Key step in generating 3D – ask Stable Diffusion to score views from different a...

shadowgovt · on Oct 6, 2022

I'm modestly surprised that those few angles give us enough data to build out a full 3D render, but I guess I shouldn't be too surprised, as that's tech that has had high demand and been understood for years (those kind of front-cut / side-cut images are what 3D artists use to do their initial prototypes of objects if they're working from real-life models).

nobbis · on Oct 6, 2022

DreamFusion doesn't directly build a 3D model from those generated images. It starts with a completely random 3D voxel model, renders it from 6 different angles, then asks Stable Diffusion how plausible an image of "X, side view" it is.

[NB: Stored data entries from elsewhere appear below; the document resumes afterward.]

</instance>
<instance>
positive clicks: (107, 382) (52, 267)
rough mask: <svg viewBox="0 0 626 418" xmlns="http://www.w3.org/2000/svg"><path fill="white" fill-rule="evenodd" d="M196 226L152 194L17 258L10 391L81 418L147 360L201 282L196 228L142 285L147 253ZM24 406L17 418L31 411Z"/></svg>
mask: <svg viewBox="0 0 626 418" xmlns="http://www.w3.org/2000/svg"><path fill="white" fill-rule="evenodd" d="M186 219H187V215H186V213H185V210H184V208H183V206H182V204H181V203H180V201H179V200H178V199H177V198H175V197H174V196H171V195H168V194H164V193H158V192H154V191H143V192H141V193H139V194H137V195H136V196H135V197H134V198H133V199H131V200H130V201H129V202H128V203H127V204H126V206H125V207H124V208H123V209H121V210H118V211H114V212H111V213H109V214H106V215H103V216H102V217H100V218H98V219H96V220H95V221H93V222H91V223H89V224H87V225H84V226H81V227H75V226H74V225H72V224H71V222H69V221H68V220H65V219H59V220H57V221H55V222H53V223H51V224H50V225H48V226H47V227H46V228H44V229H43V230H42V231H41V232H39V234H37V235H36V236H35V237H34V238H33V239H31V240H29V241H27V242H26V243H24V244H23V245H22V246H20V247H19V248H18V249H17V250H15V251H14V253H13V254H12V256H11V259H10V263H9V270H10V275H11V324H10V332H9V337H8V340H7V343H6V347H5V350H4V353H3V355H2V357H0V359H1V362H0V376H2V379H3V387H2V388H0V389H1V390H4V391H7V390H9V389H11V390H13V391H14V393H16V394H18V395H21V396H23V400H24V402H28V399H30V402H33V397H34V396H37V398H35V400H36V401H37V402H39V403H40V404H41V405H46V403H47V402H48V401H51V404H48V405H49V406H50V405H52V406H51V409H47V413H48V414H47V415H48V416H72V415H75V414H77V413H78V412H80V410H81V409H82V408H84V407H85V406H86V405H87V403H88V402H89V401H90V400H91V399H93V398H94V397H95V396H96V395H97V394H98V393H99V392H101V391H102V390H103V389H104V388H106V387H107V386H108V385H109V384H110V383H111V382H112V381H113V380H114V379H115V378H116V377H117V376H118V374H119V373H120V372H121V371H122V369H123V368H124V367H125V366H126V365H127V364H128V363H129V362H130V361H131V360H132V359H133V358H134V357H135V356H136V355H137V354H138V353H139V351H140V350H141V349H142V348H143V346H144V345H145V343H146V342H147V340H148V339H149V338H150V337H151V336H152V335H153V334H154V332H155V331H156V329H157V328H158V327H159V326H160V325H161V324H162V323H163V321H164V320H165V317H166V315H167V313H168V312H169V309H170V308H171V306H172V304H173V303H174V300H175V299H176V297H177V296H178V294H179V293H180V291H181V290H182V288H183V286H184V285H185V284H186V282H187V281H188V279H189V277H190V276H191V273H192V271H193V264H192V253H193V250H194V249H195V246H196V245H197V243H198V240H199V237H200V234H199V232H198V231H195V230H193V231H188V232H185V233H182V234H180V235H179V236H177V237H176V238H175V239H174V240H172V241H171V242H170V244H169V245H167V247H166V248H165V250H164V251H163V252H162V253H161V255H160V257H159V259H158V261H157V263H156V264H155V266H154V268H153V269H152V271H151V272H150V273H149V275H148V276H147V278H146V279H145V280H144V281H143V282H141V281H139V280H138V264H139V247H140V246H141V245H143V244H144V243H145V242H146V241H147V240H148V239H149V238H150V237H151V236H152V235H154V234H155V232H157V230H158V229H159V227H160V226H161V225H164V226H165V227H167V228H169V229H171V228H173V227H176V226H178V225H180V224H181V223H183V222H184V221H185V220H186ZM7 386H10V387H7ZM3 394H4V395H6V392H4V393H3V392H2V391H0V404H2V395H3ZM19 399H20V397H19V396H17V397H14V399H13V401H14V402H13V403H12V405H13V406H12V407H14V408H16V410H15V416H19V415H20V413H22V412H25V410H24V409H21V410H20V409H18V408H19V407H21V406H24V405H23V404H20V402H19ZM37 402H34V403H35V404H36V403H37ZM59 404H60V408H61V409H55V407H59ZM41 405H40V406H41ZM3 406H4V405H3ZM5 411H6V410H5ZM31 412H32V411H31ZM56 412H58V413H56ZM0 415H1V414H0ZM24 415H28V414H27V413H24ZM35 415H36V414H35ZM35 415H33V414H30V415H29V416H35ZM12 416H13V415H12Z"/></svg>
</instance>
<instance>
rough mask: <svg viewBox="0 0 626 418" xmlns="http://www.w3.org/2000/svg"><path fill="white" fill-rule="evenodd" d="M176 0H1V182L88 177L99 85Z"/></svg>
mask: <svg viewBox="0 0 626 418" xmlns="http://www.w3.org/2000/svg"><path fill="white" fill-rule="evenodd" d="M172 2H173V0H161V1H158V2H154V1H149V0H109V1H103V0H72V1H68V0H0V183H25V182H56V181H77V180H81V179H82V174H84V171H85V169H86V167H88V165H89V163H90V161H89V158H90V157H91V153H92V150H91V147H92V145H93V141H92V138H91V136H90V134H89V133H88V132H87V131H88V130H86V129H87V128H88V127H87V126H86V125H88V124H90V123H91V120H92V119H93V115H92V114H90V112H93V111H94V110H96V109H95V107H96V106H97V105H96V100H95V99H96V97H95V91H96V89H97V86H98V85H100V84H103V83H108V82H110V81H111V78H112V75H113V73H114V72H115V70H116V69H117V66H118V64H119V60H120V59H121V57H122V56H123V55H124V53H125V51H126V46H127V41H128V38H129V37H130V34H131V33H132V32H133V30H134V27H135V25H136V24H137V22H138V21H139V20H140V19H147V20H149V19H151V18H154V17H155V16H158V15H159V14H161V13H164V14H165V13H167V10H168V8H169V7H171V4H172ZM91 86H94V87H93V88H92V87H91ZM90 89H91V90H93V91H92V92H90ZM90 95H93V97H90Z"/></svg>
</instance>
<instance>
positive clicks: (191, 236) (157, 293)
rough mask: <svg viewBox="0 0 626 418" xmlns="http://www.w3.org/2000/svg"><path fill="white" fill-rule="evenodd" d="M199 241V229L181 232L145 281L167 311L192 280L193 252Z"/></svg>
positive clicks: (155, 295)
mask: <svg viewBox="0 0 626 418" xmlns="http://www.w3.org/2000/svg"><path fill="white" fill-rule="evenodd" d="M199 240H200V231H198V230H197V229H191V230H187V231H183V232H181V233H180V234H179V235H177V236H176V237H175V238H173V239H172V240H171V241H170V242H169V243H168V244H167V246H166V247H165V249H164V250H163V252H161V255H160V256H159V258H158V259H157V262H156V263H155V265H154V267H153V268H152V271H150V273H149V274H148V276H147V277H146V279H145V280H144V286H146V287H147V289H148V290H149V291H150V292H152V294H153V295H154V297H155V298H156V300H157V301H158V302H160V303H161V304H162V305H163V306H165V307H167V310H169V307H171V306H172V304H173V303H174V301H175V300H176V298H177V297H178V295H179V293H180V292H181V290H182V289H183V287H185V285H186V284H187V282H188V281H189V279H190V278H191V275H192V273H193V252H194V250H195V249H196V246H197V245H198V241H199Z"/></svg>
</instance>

It then sprinkles some noise on the rendering, makes Stable Diffusion improve it a little, then adjusts the voxels to produce that image (using differentiable rendering.)

Rinse and repeat for hours.

shadowgovt · on Oct 6, 2022

Thank you for the clarification; I hadn't grokked the algorithm yet.

That's interesting for a couple of reasons. I can see why that works. It also implies that for closed objects, the voxel data on the interior (where no images can see it) will be complete noise, as there's no signal to pick any color or lack of a voxel.

nobbis · on Oct 6, 2022

Yes, although not complete noise – probably empty. Haven't checked but assume there's regularization of the NeRF parameters.

FeepingCreature · on Oct 6, 2022

    text = f"{ref_text}, front cutaway drawing"

Maybe?

mhuffman · on Oct 6, 2022

I don't think that NeRFs require too many image to make impressive results.

dwallin · on Oct 6, 2022

Given the way the language model works these words could have multiple meanings. I wonder if training a form of textual inversion to more directly represent these concepts might improve the results. You could even try teaching it to represent more fine grained degree adjustments.